The charges stem from an investigation by the U.S. Securities and Exchange Commission, which accused Welliver in court filings of misrepresenting an investment, violating the mutual fund’s lending restrictions and spending $500,000 on personal items that included a new car, vacations, liquor, meals, home improvements, jewelry, his son’s college tuition and back taxes.

Neither Welliver, 55, nor his attorney, Jon Hopeman, responded Thursday to a request for comment.

Welliver struggled to re-establish himself as an investor adviser after the Minneapolis Police Relief Association and the Minneapolis Firefighters’ Relief Association won a $14.6 million judgment against him in 2000 on allegations that he mismanaged fund assets. In 2003, he pleaded guilty to misdemeanor charges related to his failure to file IRS employee benefit plan forms.

And in 2004, he consented to a $19,161 judgment to settle a U.S. Department of Labor complaint alleging he transferred funds from his company’s retirement savings plan to his personal bank account.

The next year, he founded Dblaine Capital, an advisory company. He also set up a mutual fund called Dblaine Fund. It initially drew less than $500,000 in investments from Dblaine Capital’s clients, the indictment says. In March 2010, Welliver agreed to pay $100,000 to another investment adviser to buy the assets of two other mutual funds.
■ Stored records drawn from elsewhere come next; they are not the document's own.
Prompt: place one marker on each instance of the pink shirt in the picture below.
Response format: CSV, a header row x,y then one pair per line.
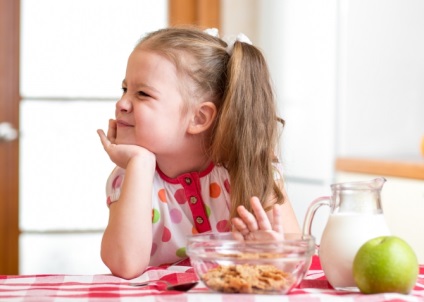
x,y
188,204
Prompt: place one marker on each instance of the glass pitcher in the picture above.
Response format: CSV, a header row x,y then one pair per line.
x,y
356,216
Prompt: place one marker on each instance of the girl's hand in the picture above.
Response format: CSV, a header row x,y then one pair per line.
x,y
258,225
122,154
But at the time, the indictment says, Welliver’s advisory company had less than $200 in liquid assets and he had less than $2,000 in his bank account. He also owed millions of dollars in civil judgments, federal income taxes and other debts.

To complete the acquisition, the indictment says, Welliver borrowed money from a Burnsville entity called Lazy Deuce Capital Co., which made short-term, high-interest loans.
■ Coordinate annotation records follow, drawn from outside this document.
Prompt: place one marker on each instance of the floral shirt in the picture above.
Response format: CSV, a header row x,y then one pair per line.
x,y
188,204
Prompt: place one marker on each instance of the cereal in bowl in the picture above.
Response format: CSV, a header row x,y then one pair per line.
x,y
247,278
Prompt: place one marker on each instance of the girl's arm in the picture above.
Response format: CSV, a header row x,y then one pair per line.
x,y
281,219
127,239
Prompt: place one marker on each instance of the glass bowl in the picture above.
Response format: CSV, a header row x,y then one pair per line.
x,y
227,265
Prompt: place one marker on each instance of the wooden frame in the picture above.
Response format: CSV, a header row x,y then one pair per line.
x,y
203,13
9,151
Welliver ultimately borrowed $4 million from Lazy Deuce, purportedly to acquire other mutual funds and merge them into the Dblaine Fund, the indictment says. But it says he used just $95,000 for that purpose and instead diverted over $500,000 for his personal use, with the remainder going to repayments to Lazy Deuce and his business operating expenses.
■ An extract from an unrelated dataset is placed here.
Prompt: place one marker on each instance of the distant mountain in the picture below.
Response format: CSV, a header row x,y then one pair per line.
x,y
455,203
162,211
The indictment says Welliver also agreed to invest Dblaine Fund cash into Lazy Deuce without disclosing that to the fund’s investors. It says he routed $1.75 million of investor funds through a shell company called Semita Partners, which had been set up by the principals of Lazy Deuce.

By 2011, Dblaine Fund investors lost over $1.2 million, the indictment says. It charges Welliver with five counts of wire fraud, four counts of mail fraud and five counts of money laundering. The indictment seeks to forfeit any property traceable to the charges.